On 24 December 1767 Richard Potenger, Fellow of King’s College, Cambridge, and lately Under-Secretary of State, wrote to the Provost of King’s, John Sumner, as follows:
You will please to recollect, that at our last meeting, when the affair of the new altar to be built in our Chapel was under consideration, I took the liberty of mentioning Mr Adams as the architect, in my opinion, most proper to be employed for drawing the plan. I have therefore, in consequence of your permission and in concert with Dr Baker, talked with Mr Adams upon the subject, whom I find very ready and well-pleased to undertake the plan, which, I dare say, he will do with taste, and in a manner suitable to the grandeur of our Chapel.
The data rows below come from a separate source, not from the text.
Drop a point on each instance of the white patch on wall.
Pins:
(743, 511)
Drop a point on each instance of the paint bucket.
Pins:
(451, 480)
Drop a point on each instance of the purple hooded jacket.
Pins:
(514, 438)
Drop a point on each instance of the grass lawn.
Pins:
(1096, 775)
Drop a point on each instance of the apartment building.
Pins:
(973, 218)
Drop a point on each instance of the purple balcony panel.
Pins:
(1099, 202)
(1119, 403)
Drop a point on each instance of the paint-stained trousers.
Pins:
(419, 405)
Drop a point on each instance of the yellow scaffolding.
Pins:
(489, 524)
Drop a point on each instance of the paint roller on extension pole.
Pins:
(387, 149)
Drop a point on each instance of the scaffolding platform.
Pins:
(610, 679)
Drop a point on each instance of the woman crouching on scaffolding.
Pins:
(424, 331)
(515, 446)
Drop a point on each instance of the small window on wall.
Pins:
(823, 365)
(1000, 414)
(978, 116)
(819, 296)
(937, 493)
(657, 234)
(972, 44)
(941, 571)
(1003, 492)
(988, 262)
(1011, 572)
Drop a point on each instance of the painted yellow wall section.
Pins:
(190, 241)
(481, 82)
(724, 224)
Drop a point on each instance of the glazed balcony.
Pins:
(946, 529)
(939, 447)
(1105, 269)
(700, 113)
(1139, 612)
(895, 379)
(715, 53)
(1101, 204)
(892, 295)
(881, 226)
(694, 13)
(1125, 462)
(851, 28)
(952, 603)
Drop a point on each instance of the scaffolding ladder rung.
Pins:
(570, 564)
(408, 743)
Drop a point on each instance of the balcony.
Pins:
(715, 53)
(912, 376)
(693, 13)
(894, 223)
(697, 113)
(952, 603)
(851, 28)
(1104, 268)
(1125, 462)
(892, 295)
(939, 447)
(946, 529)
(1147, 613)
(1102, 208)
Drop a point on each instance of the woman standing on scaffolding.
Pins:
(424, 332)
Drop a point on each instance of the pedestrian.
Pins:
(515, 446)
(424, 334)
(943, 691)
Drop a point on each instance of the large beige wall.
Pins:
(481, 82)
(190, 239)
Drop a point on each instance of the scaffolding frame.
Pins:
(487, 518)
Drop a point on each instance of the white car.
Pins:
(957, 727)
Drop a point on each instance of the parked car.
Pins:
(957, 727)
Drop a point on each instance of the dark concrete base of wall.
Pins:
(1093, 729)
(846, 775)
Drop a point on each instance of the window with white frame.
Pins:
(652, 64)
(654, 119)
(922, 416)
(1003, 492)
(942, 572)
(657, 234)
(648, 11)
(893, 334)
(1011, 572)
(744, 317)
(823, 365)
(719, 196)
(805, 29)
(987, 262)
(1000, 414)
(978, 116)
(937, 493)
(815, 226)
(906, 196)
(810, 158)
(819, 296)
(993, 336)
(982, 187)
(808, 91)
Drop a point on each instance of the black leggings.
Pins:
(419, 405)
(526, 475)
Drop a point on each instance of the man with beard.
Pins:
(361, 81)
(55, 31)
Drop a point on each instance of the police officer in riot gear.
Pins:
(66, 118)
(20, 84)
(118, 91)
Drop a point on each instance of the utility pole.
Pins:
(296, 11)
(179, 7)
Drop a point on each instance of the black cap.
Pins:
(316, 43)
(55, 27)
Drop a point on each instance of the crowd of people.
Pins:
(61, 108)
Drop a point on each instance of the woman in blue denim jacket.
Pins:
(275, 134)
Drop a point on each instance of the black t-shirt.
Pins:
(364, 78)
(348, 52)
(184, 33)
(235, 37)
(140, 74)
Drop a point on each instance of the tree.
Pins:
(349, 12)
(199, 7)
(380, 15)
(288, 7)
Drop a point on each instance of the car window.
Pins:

Adam was by no means the first architect considered or approached to design a new altar-piece for King’s College Chapel. Almost a decade earlier, in late 1758 or early 1759, Sir James Burrough was consulted by the College and in consequence submitted two plans, both of which, ‘as it was to be a work of public view and of lasting use, Mr Upton, as was thought advisable, took with him to London for the opinion of those who might be competent judges in such a matter’. The judgement was not very favourable; all those consulted emphatically agreed that the altar must be gothic. ‘Mr Stewart particularly is of this opinion, which I mention the rather as he is well known to disapprove entirely of the present fashionable taste for Gothic architecture.’ From this remark it would appear that the ‘Mr Stewart’ consulted was in fact ‘Athenian’ Stuart, at that time back in England preparing his Antiquities of Athens for publication. In accordance with the advice, the College approached another architect, James Essex. Essex had at that time been working with Burrough and ‘the Provost was lately informed that it was probable Mr Essex had assisted Sir James in drawing this plan, and upon enquiring of Mr Essex he finds that Mr Essex was the person who actually drew the plan under the direction of Sir James’.